SWR2 Wort zum Tag

SWR2 Wort zum Tag

Da weiß ein Mensch nicht mehr aus und ein. Er steht am Rand, fühlt sich allein und verlassen. Er ist blind geworden für das, was um ihn geschieht. Gefangen in seinem alten Lebensentwurf ist er ohne Hoffnung auf Veränderung. Vielleicht sieht er in seiner Not und Einsamkeit niemand, der ihn hört und der ihm hilft, sehend zu werden.
Gehört werden, das will auch Bartimäus.
Der Evangelist Markus erzählt seine Geschichte. Bartimäus ist blind, arm und fühlt sich wertlos, lebt am Rande der Gesellschaft, ohne Perspektive, abgeschnitten vom Leben. Dunkelheit umgibt ihn. Sein großer Wunsch: geheilt zu werden. Als Jesus in seiner Nähe ist, schreit er, will sich Gehör verschaffen. Aber die Menschen, die Jesus umlagern, wollen ihn abwimmeln. Jesus aber nimmt wahr, dass ein Mensch ihn braucht. Er geht nicht vorüber, hört diesen Schrei nach Leben.
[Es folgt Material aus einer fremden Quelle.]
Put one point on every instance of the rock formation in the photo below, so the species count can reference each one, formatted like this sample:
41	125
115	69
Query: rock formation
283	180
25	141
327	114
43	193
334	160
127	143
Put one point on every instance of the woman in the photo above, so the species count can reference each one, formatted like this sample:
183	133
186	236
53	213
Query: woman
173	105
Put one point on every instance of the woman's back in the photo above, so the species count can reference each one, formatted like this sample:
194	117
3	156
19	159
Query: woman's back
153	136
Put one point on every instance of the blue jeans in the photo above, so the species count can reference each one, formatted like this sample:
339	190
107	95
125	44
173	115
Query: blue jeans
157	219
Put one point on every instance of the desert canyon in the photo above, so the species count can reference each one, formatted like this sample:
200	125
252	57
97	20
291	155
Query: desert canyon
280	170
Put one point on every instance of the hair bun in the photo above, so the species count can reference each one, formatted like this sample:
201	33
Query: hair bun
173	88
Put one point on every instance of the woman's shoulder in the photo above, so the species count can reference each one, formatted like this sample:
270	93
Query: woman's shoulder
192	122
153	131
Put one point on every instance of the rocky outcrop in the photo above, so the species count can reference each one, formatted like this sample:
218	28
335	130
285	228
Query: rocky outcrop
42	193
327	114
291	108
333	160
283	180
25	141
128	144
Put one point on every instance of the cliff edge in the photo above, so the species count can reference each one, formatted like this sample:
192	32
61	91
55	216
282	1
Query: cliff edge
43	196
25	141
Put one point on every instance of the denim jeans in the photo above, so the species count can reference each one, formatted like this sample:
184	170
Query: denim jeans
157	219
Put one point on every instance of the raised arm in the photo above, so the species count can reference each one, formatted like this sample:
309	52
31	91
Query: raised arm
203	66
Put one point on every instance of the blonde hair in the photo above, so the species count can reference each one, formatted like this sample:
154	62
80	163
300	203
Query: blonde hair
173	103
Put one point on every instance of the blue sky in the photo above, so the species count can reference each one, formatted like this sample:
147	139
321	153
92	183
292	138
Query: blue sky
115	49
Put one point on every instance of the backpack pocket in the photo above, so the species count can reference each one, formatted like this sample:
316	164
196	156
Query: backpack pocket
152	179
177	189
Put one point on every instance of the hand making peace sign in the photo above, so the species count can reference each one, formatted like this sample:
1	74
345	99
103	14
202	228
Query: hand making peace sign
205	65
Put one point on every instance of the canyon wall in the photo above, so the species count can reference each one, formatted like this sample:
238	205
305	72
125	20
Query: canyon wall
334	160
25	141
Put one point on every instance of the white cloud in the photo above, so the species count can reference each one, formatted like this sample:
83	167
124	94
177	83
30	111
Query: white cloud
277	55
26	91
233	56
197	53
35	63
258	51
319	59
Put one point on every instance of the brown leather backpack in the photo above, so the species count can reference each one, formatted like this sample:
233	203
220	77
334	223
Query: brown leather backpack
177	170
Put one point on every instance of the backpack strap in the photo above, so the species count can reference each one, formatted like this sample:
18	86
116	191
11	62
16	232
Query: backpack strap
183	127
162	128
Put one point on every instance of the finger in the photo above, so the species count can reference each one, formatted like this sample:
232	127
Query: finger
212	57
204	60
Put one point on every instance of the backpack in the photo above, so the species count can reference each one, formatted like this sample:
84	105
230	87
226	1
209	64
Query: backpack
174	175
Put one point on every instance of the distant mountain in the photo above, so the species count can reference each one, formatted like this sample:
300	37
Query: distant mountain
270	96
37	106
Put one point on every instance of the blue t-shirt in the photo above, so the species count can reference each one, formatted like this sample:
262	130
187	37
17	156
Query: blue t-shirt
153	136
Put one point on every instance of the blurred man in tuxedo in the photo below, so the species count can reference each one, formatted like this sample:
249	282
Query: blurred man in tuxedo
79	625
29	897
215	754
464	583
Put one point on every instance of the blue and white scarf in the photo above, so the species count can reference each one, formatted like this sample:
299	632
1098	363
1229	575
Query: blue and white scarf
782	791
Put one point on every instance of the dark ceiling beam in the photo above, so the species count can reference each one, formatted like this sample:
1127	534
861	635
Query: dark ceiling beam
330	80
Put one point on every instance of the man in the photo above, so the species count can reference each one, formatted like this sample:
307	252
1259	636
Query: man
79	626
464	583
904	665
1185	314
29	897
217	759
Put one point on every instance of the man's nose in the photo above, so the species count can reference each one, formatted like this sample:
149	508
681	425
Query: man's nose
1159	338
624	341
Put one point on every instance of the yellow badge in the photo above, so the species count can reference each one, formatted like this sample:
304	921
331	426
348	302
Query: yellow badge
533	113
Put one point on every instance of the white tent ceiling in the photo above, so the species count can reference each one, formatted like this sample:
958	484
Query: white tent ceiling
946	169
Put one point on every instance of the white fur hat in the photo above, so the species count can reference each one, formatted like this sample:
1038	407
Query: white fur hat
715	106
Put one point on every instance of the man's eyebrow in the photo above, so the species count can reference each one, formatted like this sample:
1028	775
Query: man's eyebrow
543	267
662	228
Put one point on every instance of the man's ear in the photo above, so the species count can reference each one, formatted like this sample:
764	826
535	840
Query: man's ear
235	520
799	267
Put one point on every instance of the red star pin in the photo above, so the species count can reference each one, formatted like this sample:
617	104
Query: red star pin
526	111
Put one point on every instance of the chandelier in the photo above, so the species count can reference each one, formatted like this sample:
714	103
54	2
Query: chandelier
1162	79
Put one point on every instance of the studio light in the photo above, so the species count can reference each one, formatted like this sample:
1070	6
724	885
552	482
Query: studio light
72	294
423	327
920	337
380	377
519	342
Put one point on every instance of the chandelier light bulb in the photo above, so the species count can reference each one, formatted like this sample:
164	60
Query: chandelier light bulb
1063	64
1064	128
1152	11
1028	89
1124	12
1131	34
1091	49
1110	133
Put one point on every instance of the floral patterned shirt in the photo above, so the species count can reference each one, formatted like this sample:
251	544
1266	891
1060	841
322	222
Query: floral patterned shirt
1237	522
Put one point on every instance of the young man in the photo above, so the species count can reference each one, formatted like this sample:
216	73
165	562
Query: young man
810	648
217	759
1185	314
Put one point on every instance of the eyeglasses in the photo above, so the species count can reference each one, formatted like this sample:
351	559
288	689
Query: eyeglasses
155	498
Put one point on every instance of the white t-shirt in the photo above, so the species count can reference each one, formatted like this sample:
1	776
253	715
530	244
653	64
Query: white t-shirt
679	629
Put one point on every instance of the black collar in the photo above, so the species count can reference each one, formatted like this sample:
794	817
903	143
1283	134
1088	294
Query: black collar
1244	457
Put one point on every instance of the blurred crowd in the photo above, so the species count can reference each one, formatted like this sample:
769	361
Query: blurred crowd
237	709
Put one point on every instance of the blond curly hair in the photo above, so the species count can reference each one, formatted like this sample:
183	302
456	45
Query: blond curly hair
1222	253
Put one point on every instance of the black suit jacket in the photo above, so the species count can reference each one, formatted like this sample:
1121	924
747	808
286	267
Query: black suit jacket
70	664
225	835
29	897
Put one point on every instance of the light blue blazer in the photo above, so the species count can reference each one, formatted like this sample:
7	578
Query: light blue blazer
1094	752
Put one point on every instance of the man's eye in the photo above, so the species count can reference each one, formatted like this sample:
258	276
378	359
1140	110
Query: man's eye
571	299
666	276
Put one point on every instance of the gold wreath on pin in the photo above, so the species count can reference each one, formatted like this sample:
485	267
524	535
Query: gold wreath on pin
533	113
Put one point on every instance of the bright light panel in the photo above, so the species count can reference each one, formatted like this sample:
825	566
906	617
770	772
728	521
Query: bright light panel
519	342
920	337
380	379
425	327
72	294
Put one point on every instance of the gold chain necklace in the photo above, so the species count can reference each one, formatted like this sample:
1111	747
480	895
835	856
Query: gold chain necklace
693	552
Wie gut, wenn es Menschen in meinem Leben gibt, die mich nicht allein lassen, die Wesentliches sehen, Halt geben können und Wege finden, die mich tragen.
In den Evangelien wird mehrfach erzählt, dass Menschen sehend werden. Es sind Wundererzählungen, in denen es in einem viel tieferen Sinn um Blindsein und um Sehen können geht, als es etwa der Augenarzt meint, also auch um ein anderes Wunder. Jesus ist kein Augenarzt, sondern er will Menschen zu Heil und Leben verhelfen.
Und Bartimäus, der Mensch am Rande, findet Gehör. Er wirft seinen Mantel von sich, lässt zurück, was ihn einengt und eilt Jesus entgegen. Das heißt für mich: Er lässt sein altes Leben zurück, all das, was ihn bedrängt und bedrückt hat und steht vor Jesus wie er ist.
Und Jesus fragt: „Was willst du, das ich dir tun soll? Was ist deine Sehnsucht?"  „Rabbuni, dass ich sehend werde", sagt Bartimäus.
Es ist der Wunsch nach Leben, nach Dazugehören, nach Halt und Geborgenheit im Leben. Sehen können. Das ist mehr als das Augenlicht. Es meint: nicht mehr gefangen sein in Dunkelheit und Enge.
In der Begegnung mit Jesus werden dem Blinden die Augen geöffnet. Sein Glaube und seine Hoffnung haben ihm geholfen, sehend zu werden. Er lässt Altes hinter sich, nimmt anderes wahr und sieht seinen Lebensweg neu.
Die Geschichte von Bartimäus ist für mich eine Ermutigungsgeschichte: Sehen als eine Lebensform und Lebensweise zu begreifen, damit ich  mit anderen lebe wie jemand, der von Blindheit geheilt ist.